Preparing a C environment

In this part, we will do some significant work to get a proper application up and running. What we have done so far is hardly an application, we only execute one instruction before hanging, and everything is done in the reset handler. Also, we haven't written or run any C code so far. Programming in assembly is harder than in C, so generally bare-metal programs will do a small amount of initialization in assembly and then hand control over to C code as soon as possible.

We are now going to write startup code that prepares a C environment and runs the main function in C. This will require setting up the stack and also handling data relocation, that is, copying some data from ROM to RAM. The first C code that we run will print some strings to the terminal by accessing the UART peripheral device. This isn't really using a proper driver, but performing some UART prints is a very good way of seeing that things are working properly.

New startup code

Setting up the stack

Our startup code is getting a major rework. It will do several new and exciting things, the most basic of which is to prepare the stack. C code will not execute properly without a stack, which is necessary among other things to have working function calls.

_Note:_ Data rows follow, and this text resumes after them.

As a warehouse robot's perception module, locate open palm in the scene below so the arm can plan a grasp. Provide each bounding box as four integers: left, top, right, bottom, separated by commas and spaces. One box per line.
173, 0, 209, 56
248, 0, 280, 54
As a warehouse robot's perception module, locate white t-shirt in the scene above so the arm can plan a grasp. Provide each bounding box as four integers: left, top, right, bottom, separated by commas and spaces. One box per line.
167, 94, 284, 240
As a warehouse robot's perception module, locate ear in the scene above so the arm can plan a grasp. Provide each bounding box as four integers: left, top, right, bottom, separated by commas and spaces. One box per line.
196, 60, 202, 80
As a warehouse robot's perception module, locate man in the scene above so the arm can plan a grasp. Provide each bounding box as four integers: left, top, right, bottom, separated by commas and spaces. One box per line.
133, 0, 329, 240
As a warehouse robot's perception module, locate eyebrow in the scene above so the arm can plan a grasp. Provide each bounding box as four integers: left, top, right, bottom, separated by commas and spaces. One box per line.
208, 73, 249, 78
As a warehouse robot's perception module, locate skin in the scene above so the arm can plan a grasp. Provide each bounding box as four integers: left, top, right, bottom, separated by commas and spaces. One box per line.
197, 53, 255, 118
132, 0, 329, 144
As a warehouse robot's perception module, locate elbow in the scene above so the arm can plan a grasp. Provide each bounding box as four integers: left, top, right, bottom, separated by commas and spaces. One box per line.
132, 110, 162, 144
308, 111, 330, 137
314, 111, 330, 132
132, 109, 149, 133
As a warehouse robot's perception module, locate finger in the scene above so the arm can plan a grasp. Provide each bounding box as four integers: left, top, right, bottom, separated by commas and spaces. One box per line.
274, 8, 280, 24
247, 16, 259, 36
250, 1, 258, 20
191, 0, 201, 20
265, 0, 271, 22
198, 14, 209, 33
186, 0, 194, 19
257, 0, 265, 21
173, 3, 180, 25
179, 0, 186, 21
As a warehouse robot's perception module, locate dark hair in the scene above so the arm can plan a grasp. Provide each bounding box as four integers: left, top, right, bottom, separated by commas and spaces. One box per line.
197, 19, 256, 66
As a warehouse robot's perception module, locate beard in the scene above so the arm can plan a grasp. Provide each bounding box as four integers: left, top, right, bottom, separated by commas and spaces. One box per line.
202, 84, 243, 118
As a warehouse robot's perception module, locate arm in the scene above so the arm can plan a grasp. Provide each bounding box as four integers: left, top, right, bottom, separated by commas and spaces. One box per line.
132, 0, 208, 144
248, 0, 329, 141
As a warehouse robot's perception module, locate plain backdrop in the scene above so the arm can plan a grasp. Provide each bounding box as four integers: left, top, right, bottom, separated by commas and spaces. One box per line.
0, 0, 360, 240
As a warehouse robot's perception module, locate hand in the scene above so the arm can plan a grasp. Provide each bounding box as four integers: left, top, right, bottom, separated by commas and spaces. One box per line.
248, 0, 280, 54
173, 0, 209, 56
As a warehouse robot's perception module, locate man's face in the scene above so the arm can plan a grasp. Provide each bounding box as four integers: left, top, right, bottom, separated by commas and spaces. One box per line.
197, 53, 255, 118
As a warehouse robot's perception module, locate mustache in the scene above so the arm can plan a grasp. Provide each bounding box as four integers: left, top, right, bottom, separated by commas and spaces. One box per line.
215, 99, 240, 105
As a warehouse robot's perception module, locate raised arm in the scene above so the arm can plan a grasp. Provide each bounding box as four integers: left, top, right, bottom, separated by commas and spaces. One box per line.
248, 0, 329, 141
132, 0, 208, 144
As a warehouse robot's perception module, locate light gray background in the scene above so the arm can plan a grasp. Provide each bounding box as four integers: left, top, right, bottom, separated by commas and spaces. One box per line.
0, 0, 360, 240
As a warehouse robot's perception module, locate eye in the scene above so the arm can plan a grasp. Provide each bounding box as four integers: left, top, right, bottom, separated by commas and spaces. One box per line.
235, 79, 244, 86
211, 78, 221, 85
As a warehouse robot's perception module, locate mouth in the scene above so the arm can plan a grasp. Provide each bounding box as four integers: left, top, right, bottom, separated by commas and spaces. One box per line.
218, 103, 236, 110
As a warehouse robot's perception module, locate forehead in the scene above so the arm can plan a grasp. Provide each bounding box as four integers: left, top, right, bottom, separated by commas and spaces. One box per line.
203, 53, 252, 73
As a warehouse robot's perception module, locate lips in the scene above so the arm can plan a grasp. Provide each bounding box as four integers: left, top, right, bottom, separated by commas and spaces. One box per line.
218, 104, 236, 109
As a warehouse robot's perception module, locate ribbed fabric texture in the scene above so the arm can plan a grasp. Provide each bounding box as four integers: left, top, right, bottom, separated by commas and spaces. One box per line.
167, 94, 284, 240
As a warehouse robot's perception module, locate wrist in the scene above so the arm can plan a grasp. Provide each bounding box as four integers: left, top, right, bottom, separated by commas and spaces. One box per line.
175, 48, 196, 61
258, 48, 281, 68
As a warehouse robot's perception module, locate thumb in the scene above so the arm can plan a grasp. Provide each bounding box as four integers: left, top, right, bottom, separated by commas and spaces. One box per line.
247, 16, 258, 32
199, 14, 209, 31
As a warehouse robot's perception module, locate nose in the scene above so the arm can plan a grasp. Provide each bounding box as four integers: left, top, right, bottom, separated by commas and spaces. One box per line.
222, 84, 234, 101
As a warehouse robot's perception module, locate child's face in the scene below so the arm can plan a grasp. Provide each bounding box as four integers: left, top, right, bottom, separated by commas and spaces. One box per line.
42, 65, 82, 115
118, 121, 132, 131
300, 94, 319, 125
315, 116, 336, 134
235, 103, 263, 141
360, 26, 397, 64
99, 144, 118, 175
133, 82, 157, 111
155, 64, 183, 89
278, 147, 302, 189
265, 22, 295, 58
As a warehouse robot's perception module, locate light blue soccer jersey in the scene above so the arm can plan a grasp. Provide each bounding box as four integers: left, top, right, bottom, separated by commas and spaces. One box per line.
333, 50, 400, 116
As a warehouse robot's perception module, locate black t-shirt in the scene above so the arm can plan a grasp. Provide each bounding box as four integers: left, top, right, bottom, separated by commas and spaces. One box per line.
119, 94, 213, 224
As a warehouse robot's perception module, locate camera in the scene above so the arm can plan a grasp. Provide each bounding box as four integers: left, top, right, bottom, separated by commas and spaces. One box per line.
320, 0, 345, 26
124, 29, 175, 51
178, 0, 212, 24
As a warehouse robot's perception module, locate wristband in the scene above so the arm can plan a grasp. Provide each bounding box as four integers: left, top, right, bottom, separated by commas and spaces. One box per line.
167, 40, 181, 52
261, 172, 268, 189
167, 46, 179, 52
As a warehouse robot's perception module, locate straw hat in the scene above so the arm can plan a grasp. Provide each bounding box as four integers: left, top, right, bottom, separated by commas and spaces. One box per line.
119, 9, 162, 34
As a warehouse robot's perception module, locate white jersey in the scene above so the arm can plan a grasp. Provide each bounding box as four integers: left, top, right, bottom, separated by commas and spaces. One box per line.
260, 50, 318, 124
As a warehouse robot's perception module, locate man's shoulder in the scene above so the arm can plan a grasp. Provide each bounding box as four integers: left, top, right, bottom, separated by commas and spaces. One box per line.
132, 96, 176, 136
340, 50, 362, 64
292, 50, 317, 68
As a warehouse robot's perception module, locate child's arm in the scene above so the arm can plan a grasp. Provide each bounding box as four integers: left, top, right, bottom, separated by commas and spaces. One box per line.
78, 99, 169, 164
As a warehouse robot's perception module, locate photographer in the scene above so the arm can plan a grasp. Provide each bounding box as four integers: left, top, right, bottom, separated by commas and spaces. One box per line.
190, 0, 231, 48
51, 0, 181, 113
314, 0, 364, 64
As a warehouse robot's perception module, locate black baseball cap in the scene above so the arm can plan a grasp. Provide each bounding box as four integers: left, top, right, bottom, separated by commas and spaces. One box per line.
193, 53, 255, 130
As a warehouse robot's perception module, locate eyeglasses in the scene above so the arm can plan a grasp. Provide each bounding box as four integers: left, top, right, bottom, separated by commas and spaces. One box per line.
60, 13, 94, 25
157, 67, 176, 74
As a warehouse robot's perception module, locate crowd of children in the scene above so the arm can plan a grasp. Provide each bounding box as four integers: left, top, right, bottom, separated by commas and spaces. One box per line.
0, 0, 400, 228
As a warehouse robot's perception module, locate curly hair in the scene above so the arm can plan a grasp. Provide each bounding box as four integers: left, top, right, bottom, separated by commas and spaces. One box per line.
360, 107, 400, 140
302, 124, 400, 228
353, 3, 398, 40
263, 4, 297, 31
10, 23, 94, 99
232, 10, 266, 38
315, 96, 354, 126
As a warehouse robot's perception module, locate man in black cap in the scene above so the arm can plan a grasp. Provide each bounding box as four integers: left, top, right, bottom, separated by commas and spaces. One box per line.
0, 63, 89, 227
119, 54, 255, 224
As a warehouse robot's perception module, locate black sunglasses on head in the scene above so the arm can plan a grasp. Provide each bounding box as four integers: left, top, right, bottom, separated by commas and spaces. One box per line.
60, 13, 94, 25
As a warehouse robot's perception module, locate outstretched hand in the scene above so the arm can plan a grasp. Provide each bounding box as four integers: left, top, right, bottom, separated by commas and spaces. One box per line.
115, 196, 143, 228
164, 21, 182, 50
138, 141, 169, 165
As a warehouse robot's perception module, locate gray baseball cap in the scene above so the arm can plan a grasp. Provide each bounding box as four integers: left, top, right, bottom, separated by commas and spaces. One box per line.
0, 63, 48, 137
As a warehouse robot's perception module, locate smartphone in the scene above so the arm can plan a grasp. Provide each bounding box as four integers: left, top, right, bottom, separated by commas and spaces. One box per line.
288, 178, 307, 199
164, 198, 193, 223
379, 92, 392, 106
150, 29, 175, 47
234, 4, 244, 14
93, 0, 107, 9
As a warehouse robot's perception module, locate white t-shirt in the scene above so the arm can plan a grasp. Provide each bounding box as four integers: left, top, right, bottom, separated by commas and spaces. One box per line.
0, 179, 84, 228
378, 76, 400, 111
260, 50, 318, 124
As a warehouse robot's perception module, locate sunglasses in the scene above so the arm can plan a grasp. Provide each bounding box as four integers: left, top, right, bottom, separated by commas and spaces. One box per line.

Conceptually, preparing the stack is quite simple. We just pick two addresses in our memory space that will be the start and end of the stack, and then set the initial stack pointer to the start of the stack. By convention, the stack grows towards lower addresses, that is, your stack could be between addresses like 0x60020000 and 0x60021000, which would give a stack of 0x1000 bytes, and the stack pointer would initially point to the "end" address 0x600210000. This is called a descending stack. The ARM Procedure Call Standard also specifies that a descending stack should be used.

The ARMv7A architecture has, on a system level, several stack pointers and the CPU has several processor modes. Consulting the ARMv7A reference manual, we can see that processor modes are: user, FIQ, IRQ, supervisor, monitor, abort, undefined and system. To simplify things, we will only care about three modes now - the FIQ and IRQ modes, which execute fast interrupt and normal interrupt code respectively - and the supervisor mode, which is the default mode the processor starts in.

Further consulting the manual (section B1.3.2 ARM core registers), we see that the ARM core registers, R0 to R15, differ somewhat depending on the mode. We are now interested in the stack pointer register, SP or R13, and the manual indicates that the "current" SP register an application sees depends on the processor mode, with the supervisor, IRQ and FIQ modes each having their own SP register.

NOTE

Referring to ARM registers, SP and R13 always means the same thing. Similarly, LR is R14 and PC is R15. The name used depends on the documentation or the tool you're using, but don't get confused by the three special registers R13-R15 having multiple names.

In our startup code, we are going to switch to all the relevant modes in order and set the initial stack pointer in the SP register to a memory address that we allocate for the purpose. We'll also fill the stack with a garbage pattern to indicate it's unused.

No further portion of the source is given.